The first statistical problem we posed in this book, in connection with Figure 1-2A, dealt with a drug that was thought to be a diuretic, but that experiment cannot be analyzed using our existing procedures. In it, we selected different people and gave them different doses of the diuretic, then measured their urine output. The people who received larger doses produced more urine. The statistical question is whether the resulting pattern of points relating urine production to drug dose provided sufficient evidence to conclude that the drug increased urine production in proportion to drug dose. This chapter develops the tools for analyzing such experiments.

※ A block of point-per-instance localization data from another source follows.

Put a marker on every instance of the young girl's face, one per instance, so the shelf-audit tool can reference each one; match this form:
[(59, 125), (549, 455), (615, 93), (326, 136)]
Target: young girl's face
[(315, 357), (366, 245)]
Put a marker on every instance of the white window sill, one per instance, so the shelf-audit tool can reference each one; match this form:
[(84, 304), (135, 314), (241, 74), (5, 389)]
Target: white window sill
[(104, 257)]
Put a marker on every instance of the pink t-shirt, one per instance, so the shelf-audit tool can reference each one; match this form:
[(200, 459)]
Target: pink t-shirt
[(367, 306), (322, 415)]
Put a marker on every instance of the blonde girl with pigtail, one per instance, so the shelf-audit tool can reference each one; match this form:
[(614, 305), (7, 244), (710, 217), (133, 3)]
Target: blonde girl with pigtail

We will estimate how much one variable increases (or decreases) on the average as another variable changes with a regression line and quantifies the strength of the association with a correlation coefficient.*
* Simple linear regression is a special case of the more general method of multiple regression in which case there are multiple independent variables. For a discussion of multiple regression and related procedures written in the same style as this book, see Glantz SA, Slinker BK. Primer of Applied Regression and Analysis of Variance, 2nd ed. New York: McGraw-Hill; 2001.
As in all other statistical procedures, we want to use a sample drawn at random from a population to make statements about the population. Chapters 3 and 4 discussed populations whose members are normally distributed with mean μ and standard deviation σ and used estimates of these parameters to design test statistics (such as F and t) that permitted us to examine whether or not some discrete treatment was likely to have affected the mean value of a variable of interest. Now, we add another parametric procedure, linear regression, to analyze experiments in which the samples were drawn from populations characterized by a mean response that varies continuously with the size of the treatment. To understand the nature of this population and the associated random samples, we return again to Mars, where we can examine the entire population of 200 Martians.
Figure 2-1 showed that the heights of Martians are normally distributed with a mean of 40 cm and a standard deviation of 5 cm. In addition to measuring the heights of each Martian, let us also weigh each one. Figure 8-1 shows a plot in which each point represents the height x and weight y of one Martian. Since we have observed the entire population, there is no question that tall Martians tend to be heavier than short Martians.
The relationship between height and weight in the population of 200 Martians, with each Martian represented by a circle. The weights at any given height follow a normal distribution. In addition, the mean weight of Martians at any given height increases linearly with height, and the variability in weight at any given ...